Certificado sucesorio europeo

Las herencias en las que se hallan implicados varios Estados, como sería el caso de tener el fallecido su residencia habitual en un país del que no es nacional y dejando bienes en otro país diferente (por ejemplo, ciudadano francés residente en Italia con propiedades en España), plantea diversos problemas tanto prácticos como jurídicos al verse implicadas las leyes de distintos países en una sola herencia.

Uno de los principales problemas es probar los elementos esenciales de la sucesión hereditaria en un país diferente de aquél competente para conocer la sucesión mortis causa.

El certificado sucesorio europeo es un documento con un formato estándar expedido por la autoridad competente de un Estado miembro de la Unión Europea para ser presentado y utilizado en otro Estado miembro a fin de probar sin necesidad de legalización, todos o alguno de los siguientes elementos de una sucesión hereditaria:

  • Validez del testamento;
  • Identidad del heredero o, en su caso, legatario;
  • A qué heredero o legatario se ha adjudicado un bien concreto de la herencia;
  • Existencia y facultades de los albaceas o administradores de la herencia

Es por tanto un documento oficial que recoge los datos esenciales de una herencia, y que se expide para que pueda ser presentado válidamente en otros Estados distintos, al probar todos los extremos contenidos en el mismo en el país en el que ha de ser utilizado.

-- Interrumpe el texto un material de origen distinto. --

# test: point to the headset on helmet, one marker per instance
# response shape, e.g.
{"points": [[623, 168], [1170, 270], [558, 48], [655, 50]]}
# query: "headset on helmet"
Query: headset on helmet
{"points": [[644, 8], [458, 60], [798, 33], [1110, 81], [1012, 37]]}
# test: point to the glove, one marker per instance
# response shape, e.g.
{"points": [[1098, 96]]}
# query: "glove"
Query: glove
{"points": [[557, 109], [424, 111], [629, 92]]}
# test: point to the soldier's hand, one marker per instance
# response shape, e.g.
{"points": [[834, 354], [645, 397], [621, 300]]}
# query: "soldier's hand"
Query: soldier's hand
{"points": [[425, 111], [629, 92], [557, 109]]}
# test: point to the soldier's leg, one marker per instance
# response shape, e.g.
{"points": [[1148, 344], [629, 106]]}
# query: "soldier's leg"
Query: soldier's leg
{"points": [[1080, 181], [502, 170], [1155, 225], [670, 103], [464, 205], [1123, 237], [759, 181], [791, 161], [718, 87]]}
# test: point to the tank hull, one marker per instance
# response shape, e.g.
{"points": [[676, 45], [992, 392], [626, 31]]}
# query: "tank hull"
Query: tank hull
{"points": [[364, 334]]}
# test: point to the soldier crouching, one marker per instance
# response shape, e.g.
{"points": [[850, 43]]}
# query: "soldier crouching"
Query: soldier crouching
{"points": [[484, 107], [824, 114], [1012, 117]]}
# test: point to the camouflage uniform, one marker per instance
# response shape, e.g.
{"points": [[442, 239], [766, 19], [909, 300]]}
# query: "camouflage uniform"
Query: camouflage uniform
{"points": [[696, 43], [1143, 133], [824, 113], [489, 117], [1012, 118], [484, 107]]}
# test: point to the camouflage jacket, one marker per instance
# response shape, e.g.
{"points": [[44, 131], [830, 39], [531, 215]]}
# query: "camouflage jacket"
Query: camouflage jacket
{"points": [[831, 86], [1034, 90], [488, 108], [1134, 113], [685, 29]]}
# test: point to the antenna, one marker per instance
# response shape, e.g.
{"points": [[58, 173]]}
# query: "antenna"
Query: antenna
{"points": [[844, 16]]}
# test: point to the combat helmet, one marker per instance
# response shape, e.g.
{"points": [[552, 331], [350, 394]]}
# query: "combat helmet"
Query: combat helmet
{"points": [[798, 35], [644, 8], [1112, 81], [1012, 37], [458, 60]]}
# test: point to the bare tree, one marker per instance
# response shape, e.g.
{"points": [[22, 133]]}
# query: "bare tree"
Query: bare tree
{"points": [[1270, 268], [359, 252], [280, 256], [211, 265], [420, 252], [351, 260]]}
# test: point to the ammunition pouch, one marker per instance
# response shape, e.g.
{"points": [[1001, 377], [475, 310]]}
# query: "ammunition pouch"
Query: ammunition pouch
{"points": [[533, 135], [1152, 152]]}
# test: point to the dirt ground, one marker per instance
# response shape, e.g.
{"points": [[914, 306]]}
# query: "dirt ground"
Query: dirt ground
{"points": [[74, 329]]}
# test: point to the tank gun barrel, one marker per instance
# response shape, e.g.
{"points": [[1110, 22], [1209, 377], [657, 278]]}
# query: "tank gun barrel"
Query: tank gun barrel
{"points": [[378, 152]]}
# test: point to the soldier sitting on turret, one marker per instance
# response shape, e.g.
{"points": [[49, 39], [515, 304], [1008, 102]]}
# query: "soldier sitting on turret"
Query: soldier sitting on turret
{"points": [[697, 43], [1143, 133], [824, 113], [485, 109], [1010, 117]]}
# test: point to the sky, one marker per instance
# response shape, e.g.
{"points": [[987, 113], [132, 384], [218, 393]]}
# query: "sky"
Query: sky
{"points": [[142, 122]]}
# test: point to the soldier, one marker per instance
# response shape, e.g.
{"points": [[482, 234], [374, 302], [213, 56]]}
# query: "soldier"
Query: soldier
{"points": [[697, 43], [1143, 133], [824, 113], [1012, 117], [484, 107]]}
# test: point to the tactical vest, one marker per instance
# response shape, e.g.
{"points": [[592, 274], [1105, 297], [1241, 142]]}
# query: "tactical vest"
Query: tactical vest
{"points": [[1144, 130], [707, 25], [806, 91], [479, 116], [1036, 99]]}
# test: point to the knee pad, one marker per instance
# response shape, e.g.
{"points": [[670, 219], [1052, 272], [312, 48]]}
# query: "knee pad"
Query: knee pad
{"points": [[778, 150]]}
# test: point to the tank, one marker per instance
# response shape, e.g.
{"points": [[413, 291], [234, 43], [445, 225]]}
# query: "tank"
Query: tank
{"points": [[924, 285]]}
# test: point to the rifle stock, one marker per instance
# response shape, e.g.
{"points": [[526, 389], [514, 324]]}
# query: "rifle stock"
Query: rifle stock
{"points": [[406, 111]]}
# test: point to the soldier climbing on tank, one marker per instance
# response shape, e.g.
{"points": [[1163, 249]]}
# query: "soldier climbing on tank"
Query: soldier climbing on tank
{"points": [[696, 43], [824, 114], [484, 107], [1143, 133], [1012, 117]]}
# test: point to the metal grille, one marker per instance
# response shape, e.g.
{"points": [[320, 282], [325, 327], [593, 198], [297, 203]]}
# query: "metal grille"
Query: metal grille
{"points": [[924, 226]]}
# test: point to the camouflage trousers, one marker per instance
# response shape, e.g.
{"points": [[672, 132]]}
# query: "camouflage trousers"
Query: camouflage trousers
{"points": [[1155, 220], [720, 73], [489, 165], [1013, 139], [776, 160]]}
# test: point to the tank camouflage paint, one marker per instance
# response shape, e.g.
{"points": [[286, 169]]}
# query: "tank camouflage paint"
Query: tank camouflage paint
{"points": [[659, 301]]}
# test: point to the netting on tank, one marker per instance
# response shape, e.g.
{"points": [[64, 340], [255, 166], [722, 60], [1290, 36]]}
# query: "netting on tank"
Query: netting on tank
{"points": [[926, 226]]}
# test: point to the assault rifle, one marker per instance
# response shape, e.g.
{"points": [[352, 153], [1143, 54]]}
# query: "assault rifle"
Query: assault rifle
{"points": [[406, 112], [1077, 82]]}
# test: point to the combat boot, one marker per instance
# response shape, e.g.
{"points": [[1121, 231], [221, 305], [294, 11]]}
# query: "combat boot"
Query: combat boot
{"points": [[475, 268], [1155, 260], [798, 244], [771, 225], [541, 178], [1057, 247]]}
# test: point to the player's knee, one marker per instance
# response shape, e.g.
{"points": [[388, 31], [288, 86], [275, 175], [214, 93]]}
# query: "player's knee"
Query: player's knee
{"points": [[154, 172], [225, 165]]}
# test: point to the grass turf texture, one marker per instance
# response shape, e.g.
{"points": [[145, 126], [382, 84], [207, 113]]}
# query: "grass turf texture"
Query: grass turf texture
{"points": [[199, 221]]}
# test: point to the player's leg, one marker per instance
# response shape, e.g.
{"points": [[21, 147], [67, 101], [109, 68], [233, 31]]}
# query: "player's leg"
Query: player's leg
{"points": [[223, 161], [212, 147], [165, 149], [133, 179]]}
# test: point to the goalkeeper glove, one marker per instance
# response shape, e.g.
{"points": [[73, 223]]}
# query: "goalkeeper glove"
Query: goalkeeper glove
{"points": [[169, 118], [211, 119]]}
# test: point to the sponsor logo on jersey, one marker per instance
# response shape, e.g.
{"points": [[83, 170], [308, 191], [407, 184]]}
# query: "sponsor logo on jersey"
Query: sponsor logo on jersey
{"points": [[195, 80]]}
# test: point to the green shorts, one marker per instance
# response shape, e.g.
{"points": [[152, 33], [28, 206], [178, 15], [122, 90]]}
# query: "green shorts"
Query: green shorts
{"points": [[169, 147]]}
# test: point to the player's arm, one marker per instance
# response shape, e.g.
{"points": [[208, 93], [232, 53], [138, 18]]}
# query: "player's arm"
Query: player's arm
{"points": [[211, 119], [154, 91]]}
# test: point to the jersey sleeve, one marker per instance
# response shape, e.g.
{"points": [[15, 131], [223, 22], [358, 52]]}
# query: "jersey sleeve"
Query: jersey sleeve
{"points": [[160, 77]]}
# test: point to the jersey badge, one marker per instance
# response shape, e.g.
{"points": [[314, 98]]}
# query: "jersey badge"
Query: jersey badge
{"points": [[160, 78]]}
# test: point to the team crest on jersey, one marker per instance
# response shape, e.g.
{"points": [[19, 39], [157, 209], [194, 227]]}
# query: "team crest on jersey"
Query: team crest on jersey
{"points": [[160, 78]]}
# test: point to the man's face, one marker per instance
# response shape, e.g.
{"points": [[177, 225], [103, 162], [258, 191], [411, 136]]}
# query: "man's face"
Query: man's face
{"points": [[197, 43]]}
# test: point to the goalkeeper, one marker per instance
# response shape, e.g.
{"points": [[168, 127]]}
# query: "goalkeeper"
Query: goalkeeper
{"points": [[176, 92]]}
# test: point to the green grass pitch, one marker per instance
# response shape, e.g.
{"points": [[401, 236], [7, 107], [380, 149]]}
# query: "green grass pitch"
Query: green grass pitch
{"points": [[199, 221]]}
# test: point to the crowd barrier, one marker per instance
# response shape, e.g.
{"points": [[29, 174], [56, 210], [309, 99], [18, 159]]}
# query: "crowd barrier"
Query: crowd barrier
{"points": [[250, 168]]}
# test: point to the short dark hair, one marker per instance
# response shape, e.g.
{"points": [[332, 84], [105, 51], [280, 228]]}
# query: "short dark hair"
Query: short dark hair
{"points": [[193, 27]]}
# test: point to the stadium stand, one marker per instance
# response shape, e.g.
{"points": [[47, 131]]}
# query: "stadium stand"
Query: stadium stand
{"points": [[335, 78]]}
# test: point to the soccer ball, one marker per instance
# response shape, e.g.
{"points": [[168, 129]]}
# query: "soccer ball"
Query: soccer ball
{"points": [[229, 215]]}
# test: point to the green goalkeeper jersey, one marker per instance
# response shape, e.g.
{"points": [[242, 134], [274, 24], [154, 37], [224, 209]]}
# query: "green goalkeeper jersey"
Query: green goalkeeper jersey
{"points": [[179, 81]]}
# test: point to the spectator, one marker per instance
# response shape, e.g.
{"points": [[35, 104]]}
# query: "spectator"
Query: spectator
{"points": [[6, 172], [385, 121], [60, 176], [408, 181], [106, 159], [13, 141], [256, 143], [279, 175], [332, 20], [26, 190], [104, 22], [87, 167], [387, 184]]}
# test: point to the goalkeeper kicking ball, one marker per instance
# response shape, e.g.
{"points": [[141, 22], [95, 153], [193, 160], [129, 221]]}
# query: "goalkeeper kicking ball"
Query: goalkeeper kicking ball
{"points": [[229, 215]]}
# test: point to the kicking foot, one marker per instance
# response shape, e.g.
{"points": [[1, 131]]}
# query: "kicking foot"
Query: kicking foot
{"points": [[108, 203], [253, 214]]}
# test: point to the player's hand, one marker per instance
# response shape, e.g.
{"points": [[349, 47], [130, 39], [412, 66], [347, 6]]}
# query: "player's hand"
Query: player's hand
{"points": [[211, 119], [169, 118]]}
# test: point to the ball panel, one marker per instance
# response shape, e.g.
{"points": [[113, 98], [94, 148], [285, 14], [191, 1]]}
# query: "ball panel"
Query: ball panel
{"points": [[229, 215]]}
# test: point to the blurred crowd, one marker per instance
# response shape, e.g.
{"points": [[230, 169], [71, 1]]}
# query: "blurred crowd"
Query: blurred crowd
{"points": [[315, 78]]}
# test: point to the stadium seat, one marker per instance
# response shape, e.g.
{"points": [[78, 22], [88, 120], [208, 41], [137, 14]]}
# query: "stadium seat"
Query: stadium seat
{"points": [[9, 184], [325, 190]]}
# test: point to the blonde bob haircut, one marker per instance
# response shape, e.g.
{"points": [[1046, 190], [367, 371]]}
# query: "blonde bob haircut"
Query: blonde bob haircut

El Certificado sucesorio europeo produce efectos probatorios en el resto de los Estados Miembros de la Unión Europea sujetos al Reglamento UE nº 650/20112 de 4 de julio de 2012 (a excepción de Reino Unido, Irlanda y Dinamarca).

El certificado se solicita a la autoridad competente del país de que se trate, en el caso español pueden expedir el certificado los jueces y los notarios, y tiene un plazo de validez de seis meses.

El Certificado proporciona seguridad jurídica a quienes en base a su contenido realizan actos jurídicos sobre los bienes de la herencia, como la disposición o venta de los mismos, así como proporciona protección jurídica a los terceros de buena fe que participen de esos actos (como por ejemplo el adquirente del bien), ya que presume que los herederos son los que aparece en como tales en el certificado y que sus facultades son igualmente las que constan en el mismo.

Los requisitos para la inscripción en el Registro de los bienes de la herencia a nombre del nuevo titular (heredero) vendrán determinados por cada legislación nacional.